Even in the scientific community, some terms have different meanings, all depending on the context they’re being used in. Nothing causes more debates or teeth grinding among the more educated branch of societies than the next words.
Hypothesis
What is it really? A hypothesis is a proposed explanation for something that can actually be tested. What people think it means? The general public so widely misuses the words hypothesis, theory and law that scientists should stop using these terms. If you just ask anyone what a hypothesis is, they just immediately say ‘educated guess.’
Model
What is it really? Well, it depends in what field you’re using it. A climate model is very different from a mathematical model, for instance. Using ‘model’ instead of theory, hypothesis and law doesn’t improves matters. It has an appearance of solidity in physics right now mainly because of the Standard Model. By contrast, in genetics and evolution, ‘models’ are used very differently.
Natural (and Organic)
The term has become synonymous with being virtuous, healthy or good. But not everything artificial is unhealthy, and not everything that’s natural is good for you. Natural’s sibling “organic” also has a problematic meaning. While organic simply means “carbon-based” to scientists, the term is now used to describe pesticide-free peaches and high-end cotton sheets, as well.
Nature vs. nurture
Scientists hate when this term is being used, because it radically simplifies a very complicated process. According to Dan Kruger an evolutionary biologist at the University of Michigan, Genes may influence human beings, but so, too, do epigenetic changes. These modifications alter which genes get turned on, and are both heritable and easily influenced by the environment. The environment that shapes human behavior can be anything from the chemicals a fetus is exposed to in the womb to the block a person grew up on to the type of food they ate as a child.

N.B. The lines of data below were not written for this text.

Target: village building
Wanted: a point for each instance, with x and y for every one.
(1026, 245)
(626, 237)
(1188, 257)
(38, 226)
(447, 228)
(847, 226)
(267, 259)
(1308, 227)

All these interact in an unpredictable way.
Significant
In statistics, something is significant if a difference is unlikely to be due to random chance. But that may not translate into a meaningful difference, in, say, headache symptoms or IQ. It’s all in how you use that term.
Skeptic
What is it really? True skeptics are open to scientific evidence and are willing to evenly assess it. True skepticism is the ‘self-correcting machinery’ of science. What people think it means? Simply denying mainstream science based on flimsy, invalid and too-often agenda-driven critiques of science.
Theory
What is it really? A scientific theory is an explanation of some aspect of the natural world that has been substantiated through repeated experiments or testing. What people think it means? A theory is just an idea that lives in someone’s head, rather than an explanation rooted in experiment and testing.